A serving of sushi, around six to 10 pieces, usually does not contain 140g of fish, however, so sushi fans may be able to have more than two portions per week.
How much salt does sushi contain?
Eight pieces of a spicy tuna roll can provide 2.3g of salt, which is more than a third of the recommended daily intake, Dr Brewer says.
This figure increases if you add soy sauce (2.4g per tablespoon), wasabi (0.3g per teaspoon) and pickled ginger (0.2g per tablespoon).

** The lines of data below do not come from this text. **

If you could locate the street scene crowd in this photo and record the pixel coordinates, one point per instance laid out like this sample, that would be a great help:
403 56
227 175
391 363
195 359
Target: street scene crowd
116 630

What are the healthiest sushi options?
Sashimi
“Sashimi is a low-carb, high-protein option rich in omega-3 fatty acids,” says Pearson. For example, a portion of salmon sashimi from Itsu contains just 252 calories and 37g of carbohydrates, while packing in 12g of protein.
Seaweed salad
A seaweed salad from Wasabi is just 95 calories and offers 3.6g of protein. “Seaweed salad also provides iodine, fibre, and antioxidants, making it a light and nutritious side dish,” says Pearson.
Salmon and avocado rolls
“Salmon and avocado rolls offer a balance of protein from the fish and healthy fats from the avocado, making them a more filling and nutrient dense alternative to more rice-heavy options,” Pearson explains. Taiko salmon and avocado rolls, sold at Waitrose, contain 7.8g of fat, only 1g of which is saturated, while providing 4.8g of protein.
What are some of the unhealthiest sushi options?
Tempura rolls
“Tempura rolls contain deep fried ingredients like tempura prawns or vegetables,” says Pearson. “The frying process means they contain refined seed oils heated to high temperatures which promote inflammation.”
Spicy sushi rolls
“Spicy rolls with mayo contain mayonnaise-based sauces, which are made from refined, inflammatory oils,” Pearson says. For example, the salmon avocado dragon roll from Wasabi contains 392 calories and 9g of fat.
Crispy onion rolls
“Crispy onion rolls are often topped with mayonnaise and fried crispy onions, making them a less healthy choice compared to simpler rolls,” says Pearson. For example, the chicken katsu dragon roll from Wasabi contains 483 calories and 0.9g of salt.
“These options are better kept for an occasional treat, rather than a daily lunch,” she adds.
Expert verdict: Is sushi healthy?
On the whole, yes. “Sushi can make a healthy, light meal,” says Dr Brewer.
Aim to buy top-quality, freshly-made versions, rather than those that have been sitting on a supermarket shelf for most of the day, she recommends.
“Check salt and sugar content where this is listed in ingredients. Avoid adding lots of soy and other sauces to limit your salt intake.”